Working with noted Baltimore performer/teacher Carolyn Black-Sortir, Wolf devised a vision for a short-term and five-year plan. “She really gave us a vision of who we were and what we could accomplish.” In addition to the rich resources offered by schools such as the BSA and the Peabody Academy of Music, Wolf tapped into a local network of cabaret performers. And jazz artists discovered the venue, too.
Upgrading the level of talent also meant upgrading the resources at the club. “We didn’t have that beautiful piano at the time,” says Wolf. And, for the first four months, the Cabaret at Germano’s didn’t even have a sound system. “But we decided we needed to bring this to another level, so we bought the microphones and the sound system.”
A typical week at Germano’s can now feature the comedy/cabaret of the Killer Stilts, local jazz group String Theory, a mandolin ensemble, and an actor doing a one-man show about Edgar Allan Poe. Although Wolf generally only books acts with a local audience base, nationally known musicians and singers. A particularly notable repeat artist has been Jimmy Webb. “We booked him for a night. He loved it here and his manager called me and said that Jimmy would love to come back.”

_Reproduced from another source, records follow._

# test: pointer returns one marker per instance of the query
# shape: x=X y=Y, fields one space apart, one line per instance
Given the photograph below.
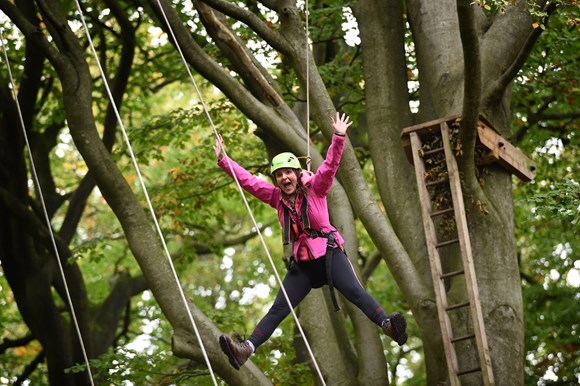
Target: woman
x=319 y=257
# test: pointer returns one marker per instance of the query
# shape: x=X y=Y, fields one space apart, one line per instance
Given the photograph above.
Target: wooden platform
x=498 y=149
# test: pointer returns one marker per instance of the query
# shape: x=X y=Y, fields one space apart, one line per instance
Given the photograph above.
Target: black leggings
x=312 y=274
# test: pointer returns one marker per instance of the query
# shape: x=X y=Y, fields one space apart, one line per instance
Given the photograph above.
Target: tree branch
x=251 y=20
x=246 y=65
x=11 y=343
x=471 y=91
x=496 y=89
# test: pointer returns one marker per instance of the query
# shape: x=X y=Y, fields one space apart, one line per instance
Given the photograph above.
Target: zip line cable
x=144 y=188
x=218 y=137
x=45 y=211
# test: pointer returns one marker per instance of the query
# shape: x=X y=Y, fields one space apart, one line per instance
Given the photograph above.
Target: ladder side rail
x=435 y=262
x=467 y=257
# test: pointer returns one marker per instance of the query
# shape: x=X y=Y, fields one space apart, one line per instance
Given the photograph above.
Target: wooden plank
x=507 y=155
x=499 y=149
x=434 y=261
x=467 y=257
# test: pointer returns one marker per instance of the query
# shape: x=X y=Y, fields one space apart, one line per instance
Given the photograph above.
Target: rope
x=240 y=189
x=308 y=158
x=150 y=205
x=45 y=211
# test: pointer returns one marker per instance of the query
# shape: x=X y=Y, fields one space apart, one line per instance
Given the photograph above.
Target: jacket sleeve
x=323 y=178
x=258 y=188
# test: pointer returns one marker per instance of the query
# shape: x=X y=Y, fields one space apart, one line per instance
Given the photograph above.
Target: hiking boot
x=237 y=352
x=395 y=327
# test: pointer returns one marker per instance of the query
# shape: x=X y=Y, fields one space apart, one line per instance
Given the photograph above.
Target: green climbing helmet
x=284 y=160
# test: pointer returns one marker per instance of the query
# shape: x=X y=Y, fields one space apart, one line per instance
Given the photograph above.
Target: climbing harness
x=295 y=225
x=45 y=213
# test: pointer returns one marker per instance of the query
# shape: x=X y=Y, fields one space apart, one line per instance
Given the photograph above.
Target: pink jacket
x=318 y=184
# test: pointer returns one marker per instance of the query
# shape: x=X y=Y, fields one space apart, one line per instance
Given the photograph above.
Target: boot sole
x=399 y=325
x=225 y=346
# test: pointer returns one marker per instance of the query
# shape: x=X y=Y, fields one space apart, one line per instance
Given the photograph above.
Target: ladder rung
x=456 y=306
x=460 y=338
x=451 y=274
x=448 y=242
x=437 y=182
x=441 y=212
x=464 y=372
x=433 y=151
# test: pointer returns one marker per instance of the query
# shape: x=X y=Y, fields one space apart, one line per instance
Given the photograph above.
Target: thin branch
x=270 y=35
x=11 y=343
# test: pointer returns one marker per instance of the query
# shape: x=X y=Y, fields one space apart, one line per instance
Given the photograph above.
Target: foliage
x=233 y=283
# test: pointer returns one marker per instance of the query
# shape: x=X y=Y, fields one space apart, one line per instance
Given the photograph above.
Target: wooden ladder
x=430 y=213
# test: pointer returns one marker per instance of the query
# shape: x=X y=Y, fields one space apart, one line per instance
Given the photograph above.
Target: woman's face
x=286 y=180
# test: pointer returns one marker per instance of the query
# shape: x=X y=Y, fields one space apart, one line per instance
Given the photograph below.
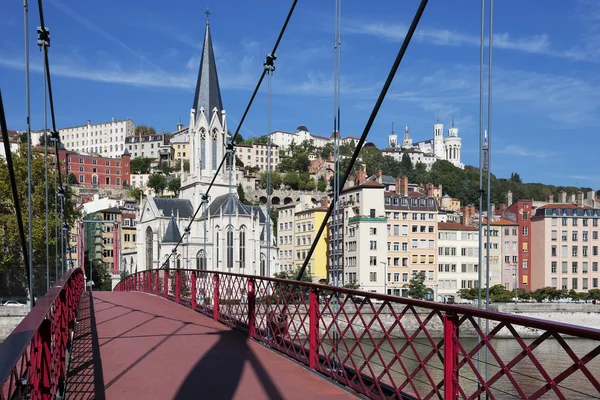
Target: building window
x=242 y=248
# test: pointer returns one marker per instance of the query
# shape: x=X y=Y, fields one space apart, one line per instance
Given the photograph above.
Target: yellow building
x=307 y=223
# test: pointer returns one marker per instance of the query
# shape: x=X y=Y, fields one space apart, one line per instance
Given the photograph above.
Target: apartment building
x=93 y=171
x=145 y=145
x=255 y=155
x=307 y=223
x=510 y=252
x=285 y=232
x=565 y=244
x=520 y=213
x=364 y=241
x=411 y=237
x=106 y=139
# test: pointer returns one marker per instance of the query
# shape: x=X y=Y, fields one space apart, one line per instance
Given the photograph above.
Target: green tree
x=322 y=184
x=140 y=165
x=175 y=186
x=135 y=193
x=72 y=179
x=13 y=281
x=417 y=288
x=157 y=182
x=291 y=179
x=144 y=130
x=241 y=193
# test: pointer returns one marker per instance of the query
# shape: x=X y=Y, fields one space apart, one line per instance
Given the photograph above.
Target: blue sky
x=139 y=61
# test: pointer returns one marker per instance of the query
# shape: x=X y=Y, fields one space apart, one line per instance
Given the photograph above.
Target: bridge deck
x=133 y=345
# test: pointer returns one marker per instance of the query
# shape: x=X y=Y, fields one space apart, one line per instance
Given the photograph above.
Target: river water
x=549 y=354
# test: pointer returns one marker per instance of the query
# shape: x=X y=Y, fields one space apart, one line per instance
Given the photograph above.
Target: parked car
x=13 y=303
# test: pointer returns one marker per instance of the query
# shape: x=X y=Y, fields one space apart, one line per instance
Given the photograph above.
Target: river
x=549 y=354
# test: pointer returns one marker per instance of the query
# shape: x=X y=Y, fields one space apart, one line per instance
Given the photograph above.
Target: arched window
x=242 y=248
x=201 y=260
x=149 y=249
x=214 y=149
x=217 y=248
x=229 y=247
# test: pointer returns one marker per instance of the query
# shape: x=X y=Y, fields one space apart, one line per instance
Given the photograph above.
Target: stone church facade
x=225 y=235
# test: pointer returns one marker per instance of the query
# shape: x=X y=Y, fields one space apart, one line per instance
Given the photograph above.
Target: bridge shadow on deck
x=151 y=348
x=84 y=377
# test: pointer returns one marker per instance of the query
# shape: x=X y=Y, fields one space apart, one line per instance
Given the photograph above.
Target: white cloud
x=536 y=44
x=520 y=151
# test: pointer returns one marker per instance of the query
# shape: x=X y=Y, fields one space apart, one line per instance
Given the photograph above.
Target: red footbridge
x=183 y=334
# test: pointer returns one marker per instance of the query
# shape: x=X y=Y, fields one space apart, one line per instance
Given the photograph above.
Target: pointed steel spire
x=208 y=93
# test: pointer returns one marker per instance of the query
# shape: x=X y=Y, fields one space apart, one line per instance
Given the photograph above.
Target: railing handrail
x=16 y=343
x=567 y=329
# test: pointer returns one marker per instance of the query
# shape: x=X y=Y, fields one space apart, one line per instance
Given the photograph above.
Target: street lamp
x=384 y=276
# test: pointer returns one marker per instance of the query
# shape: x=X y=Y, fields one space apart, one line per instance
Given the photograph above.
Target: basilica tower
x=207 y=131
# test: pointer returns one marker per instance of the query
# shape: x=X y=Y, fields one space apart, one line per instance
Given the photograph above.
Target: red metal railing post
x=313 y=331
x=166 y=284
x=216 y=297
x=193 y=294
x=251 y=308
x=177 y=285
x=450 y=356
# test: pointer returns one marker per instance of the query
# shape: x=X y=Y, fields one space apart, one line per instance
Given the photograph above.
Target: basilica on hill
x=226 y=235
x=427 y=151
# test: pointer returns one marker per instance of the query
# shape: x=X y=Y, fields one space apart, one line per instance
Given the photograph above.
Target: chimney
x=404 y=186
x=361 y=177
x=466 y=212
x=429 y=190
x=591 y=195
x=562 y=197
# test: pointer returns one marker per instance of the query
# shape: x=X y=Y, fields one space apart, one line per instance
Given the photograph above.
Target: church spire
x=208 y=93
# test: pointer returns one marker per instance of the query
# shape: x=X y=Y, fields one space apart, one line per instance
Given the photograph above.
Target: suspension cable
x=29 y=188
x=384 y=90
x=270 y=69
x=13 y=186
x=44 y=39
x=230 y=147
x=44 y=43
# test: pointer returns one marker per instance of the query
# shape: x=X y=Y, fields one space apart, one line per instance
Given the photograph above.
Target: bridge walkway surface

One explanation of cabaret holds that the art form should feel like the performer is singing to friends in a living room. The 100-ish seat space is one of the most relaxed, intimate cabaret settings in the country. And Wolf does everything to make both audience and talent feel like welcome family members.
As performer Mary Reilly explains, “Cyd Wolf and Germano are gracious and hospitable hosts. They welcome performers enthusiastically and share that enthusiasm with the audience. Their commitment to cabaret has added a delightful element to the Baltimore entertainment scene and a great venue for performers.”
Three years into the five-year plan, Germano’s seems to be thriving, with a lively talent and audience base. “We have a strong following. That’s beautiful,” said Wolf. “But what distinguishes the people who come here is that they know they’re coming here for a show, for a performance, and not background music, and they’re by and large very respectful. And they get it. They get the whole excitement of being able to watch a show, dine and be part of that creative process.”
Asked what her advice for future cabaret impresarios would be, Wolf says, “To keep it going, you need to be a jack of all trades. I would make sure I had connections with the artists’ world and then I would see what my community really needed. Then you call and communicate with your people—your artists and your audience.”